Se nella nostra epoca attuale, dominata dagli impulsi di trasformare il pensiero in azione, di far diventare la parola strumento di emancipazione a tutti i costi, la polemica di Dinouart Joseph Antoine Touissant potrebbe essere raccomandata alle governanti delle grandi comunità, quanto ai consiglieri di governo – tuttavia, soprattutto, il breve libello dovrebbe essere letto dalle grandi masse. L’arte di tacere, a metà soppressione delle parole inutili e metà invito alle proposizioni pregne di emergere, ritrae le regole del silenzio e della scrittura, ovvero, tratteggia una difesa della medietà, della temperanza, del riserbo, del dominio delle passioni e del governo dei sentimenti. Il pudico uomo di chiesa, innamorato della misura e del governo del sé, di arcaici limiti “prescritti allo spirito umano”, echeggia nei suoi brevi aforismi la critica trascendentale kantiana. Dinouart fa un elogio del pudore e della purezza dei costumi, che, allo stesso tempo, discute in negativo il valore della parola.
Tacere è dominare la propria lingua, impedire ai soprusi della prolissità di avere il sopravvento sul discorso, fermare l’argomento esteso in una immobilità placida, pacifica. Il silenzio è preghiera per la dea muta, per la silente Tacita, riverita e ammirata da Numa Pompilio per rispettare e onorare il precetto pitagorico di conservare il silenzio, come scriveva Plutarco. L’abate Dinouart indica come nel discorso il parlante fuoriesca da sé e rischi di perdersi, quindi il tacere diventa un rientrare nel governo del sé stesso, il silenzio appartiene a nessun altro se non a sé. Il tacere e il silenzio, il fare mancare l’espressione e il pensare in disparte mostrano una padronanza di sé.

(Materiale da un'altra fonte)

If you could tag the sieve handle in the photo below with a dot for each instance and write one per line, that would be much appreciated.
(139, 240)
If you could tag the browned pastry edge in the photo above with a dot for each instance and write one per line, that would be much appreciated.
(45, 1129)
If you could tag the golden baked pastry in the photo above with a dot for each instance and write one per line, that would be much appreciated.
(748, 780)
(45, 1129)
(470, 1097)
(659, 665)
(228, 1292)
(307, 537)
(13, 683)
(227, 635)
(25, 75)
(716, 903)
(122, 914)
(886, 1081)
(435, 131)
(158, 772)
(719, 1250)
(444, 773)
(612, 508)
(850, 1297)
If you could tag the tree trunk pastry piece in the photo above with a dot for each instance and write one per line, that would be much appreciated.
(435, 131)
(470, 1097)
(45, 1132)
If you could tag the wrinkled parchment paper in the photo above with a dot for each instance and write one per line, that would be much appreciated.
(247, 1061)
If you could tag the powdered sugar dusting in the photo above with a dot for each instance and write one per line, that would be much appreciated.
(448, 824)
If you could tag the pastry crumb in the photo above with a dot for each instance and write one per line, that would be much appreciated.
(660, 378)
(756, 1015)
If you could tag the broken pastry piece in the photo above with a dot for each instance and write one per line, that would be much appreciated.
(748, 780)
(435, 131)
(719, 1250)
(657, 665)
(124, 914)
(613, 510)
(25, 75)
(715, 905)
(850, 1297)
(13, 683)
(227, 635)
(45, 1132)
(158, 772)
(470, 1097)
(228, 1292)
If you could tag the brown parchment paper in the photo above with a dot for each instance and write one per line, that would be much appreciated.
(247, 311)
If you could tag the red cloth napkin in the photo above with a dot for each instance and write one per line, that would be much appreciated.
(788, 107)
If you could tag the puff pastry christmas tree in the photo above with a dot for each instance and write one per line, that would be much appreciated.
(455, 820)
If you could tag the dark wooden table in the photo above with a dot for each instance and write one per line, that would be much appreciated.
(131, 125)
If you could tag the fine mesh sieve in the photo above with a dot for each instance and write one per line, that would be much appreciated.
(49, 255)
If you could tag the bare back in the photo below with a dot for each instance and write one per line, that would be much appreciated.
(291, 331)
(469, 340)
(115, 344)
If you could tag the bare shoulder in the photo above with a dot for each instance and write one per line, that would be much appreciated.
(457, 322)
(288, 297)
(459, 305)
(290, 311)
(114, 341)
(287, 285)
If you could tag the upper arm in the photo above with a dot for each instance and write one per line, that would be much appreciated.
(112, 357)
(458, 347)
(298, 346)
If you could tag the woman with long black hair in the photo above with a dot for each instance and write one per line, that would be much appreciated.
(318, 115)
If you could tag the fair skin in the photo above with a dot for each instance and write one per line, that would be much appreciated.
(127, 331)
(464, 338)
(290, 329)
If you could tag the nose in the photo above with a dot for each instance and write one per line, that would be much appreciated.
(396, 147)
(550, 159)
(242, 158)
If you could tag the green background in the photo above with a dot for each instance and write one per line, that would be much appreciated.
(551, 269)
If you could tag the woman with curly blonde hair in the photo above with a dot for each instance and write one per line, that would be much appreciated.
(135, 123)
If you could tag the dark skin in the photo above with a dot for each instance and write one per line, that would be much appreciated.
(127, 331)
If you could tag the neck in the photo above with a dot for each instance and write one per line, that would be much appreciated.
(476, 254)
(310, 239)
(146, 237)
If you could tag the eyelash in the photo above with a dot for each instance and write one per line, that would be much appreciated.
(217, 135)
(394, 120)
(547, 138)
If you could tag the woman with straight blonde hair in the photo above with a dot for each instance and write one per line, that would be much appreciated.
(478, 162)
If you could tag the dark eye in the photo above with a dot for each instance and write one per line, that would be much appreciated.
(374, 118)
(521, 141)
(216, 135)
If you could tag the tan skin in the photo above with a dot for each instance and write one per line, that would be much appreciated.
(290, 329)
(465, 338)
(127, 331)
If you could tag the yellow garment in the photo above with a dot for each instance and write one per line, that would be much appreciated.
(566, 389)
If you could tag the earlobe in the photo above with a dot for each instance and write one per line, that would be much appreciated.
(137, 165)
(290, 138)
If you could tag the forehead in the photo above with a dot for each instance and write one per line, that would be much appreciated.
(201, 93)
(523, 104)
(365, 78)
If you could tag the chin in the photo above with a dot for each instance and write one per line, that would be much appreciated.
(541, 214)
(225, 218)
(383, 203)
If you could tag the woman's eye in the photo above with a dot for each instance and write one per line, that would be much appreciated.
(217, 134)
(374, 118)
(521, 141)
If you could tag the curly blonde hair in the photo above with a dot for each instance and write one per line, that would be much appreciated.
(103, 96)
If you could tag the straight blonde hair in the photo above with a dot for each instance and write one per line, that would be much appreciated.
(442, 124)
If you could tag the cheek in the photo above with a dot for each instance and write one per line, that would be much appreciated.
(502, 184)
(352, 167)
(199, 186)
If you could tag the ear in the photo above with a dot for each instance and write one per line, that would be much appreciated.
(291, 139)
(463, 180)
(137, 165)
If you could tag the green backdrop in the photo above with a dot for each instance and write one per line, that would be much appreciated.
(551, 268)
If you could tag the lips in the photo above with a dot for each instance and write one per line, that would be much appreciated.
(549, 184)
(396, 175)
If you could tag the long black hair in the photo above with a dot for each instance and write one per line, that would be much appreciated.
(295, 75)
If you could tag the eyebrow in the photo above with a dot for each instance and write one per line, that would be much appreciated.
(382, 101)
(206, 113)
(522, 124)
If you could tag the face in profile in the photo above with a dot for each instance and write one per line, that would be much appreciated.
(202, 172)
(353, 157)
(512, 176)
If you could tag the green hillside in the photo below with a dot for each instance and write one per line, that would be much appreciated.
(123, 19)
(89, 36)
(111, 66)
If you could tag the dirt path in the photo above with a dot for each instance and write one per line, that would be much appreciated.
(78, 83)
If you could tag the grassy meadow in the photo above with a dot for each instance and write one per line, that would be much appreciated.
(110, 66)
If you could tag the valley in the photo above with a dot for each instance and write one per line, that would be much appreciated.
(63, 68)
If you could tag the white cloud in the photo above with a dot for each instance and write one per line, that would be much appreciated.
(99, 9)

Riunendo la teologia e la fisica in un manuale che provveda per l’essere umano una frontiera che non può essere valicata. L’arte di tacere è un’indagine avversa alla presunzione, che vuole raccomandare di stare a bada, di osservare i confini della conoscenza. Una riflessione sull’auto-controllo nella società pudica e sorvegliante del XVIII secolo. Dinouart ammonisce che vi sono limiti impenetrabili allo sguardo umano, che la materia ha un suo confine esterno su cui non i può discutere. La fisica quantica, invece, ci ha insegnato che la materia si discioglie come la nebbia. È una questione di prospettiva, se fossimo minuti a sufficienza, pure la punta di un ago diventerebbe ‘immateriale’ come la nebbia, penetrabile, fluida.
Allora, di nuovo, dove giacciono i confini del silenzio? Dove termina il dominio del sé. Per l’abate francese il tacere era un mezzo della prudenza. Ma questo strumento deve essere corretto, per non essere eccesso di silenzio, per non sfinire nell’omertà complice – ovvero, a volte, bisogna dare il benvenuto alla parrhesia che risveglia l’individuo dal torpore del silenzio imposto. Quindi, quali limiti ha il silenzio? Quando una persona può essere certa di aver varcato le soglie del silenzio e di essere entrata nel territorio della dea Tacita? L’individuo autenticamente in silenzio, non assume un silenzio artificioso, da persona meschina, come ricorda l’abate. Ma tiene presente l’importanza dell’uscita cosciente dal dominio della parola, tacere è un atto morale che riconosce la futilità del linguaggio, strumento della saggezza in mano al sapiente.
Questo è il primo principio dell’arte di tacere: non bisogna dire altro oltre quello che può essere detto, non bisogna dire niente oltre quello che si vuole dire. Un principio che ha una forte assonanza con l’ultimo aforisma del Wittgenstein del Tractatus. In una sola massima, si riuniscono l’ingiunzione totale del filosofo austriaco e l’invito cordiale dell’abate francese. Ciò che va di pari passo con il parlare è la scrittura, e ciò che è complementare al tacere è lo scrivere poco, o niente. Dinouart raccomanda come l’assenza della parola, il silenzio e la pagina bianca possono essere franchi e gradevoli, rendere palesi i sentimenti. Quindi, domanda: perché scrivere? Se lo scrittore è senza progetto, allora si ritiri. L’abate denuncia la mancanza di una struttura, di uno schema, di una previsione. Lo scrittore deve esercitare, a tratti, il “tacito riserbo” heiddeggeriano. Ritirarsi a esistenza privata.
Allo stesso tempo, l’autore che scrivendo rimane quello di prima, si deve astenere, poiché non sta concedendo niente, non sta dicendo niente al pubblico – mero scrittore che insegue la vanagloria. “Il piacere di credersi autori”, lo chiama Dinouart. Poiché già nel XVIII secolo la Francia brulicava di intellettuali – “quantomeno l’appellativo è diventato così comune, persino volgare, che oggi è quasi ridicolo esserlo o non esserlo”. L’abate francese viveva l’epoca delle rivoluzioni borghesi con ostilità e con ostinazione condannava il delirio dei filosofi dei lumi e l’istinto scientifico gaio, che definisce “vanità delle vanità”. Nella sua dimensione, la persona che si appresta a pensare, deve riverire i dottori della chiesa, le verità eterne e i discepoli obbedienti; la legge divina deve antecedere ed essere regola per quella umana. Tale timore cristiano, troppo cristiano, verso la libertà di giudicare fa dichiarare il libertino nemico.
Il testo denuncia chi corrompe i costumi, sfiorando l’apologia della censura. Contro la Rochefoucauld, Dinouart afferma che la prudenza deve trionfare sull’amor proprio. Allora, lo scrittore deve anche fare attenzione a non scrivere troppo. Lo scrivere deve essere circoscritto, limitato. Dinouart è un amante del labor limae e invita “tutti i giovani usciti dal collegio [che] avevano il desiderio di far pubblicare un romanzo o delle poesie effimere” a “rivedere, ritagliare, ridurre” i propri scritti. Poiché chi scrive troppo produce una “miscellanea inutile e stancante”.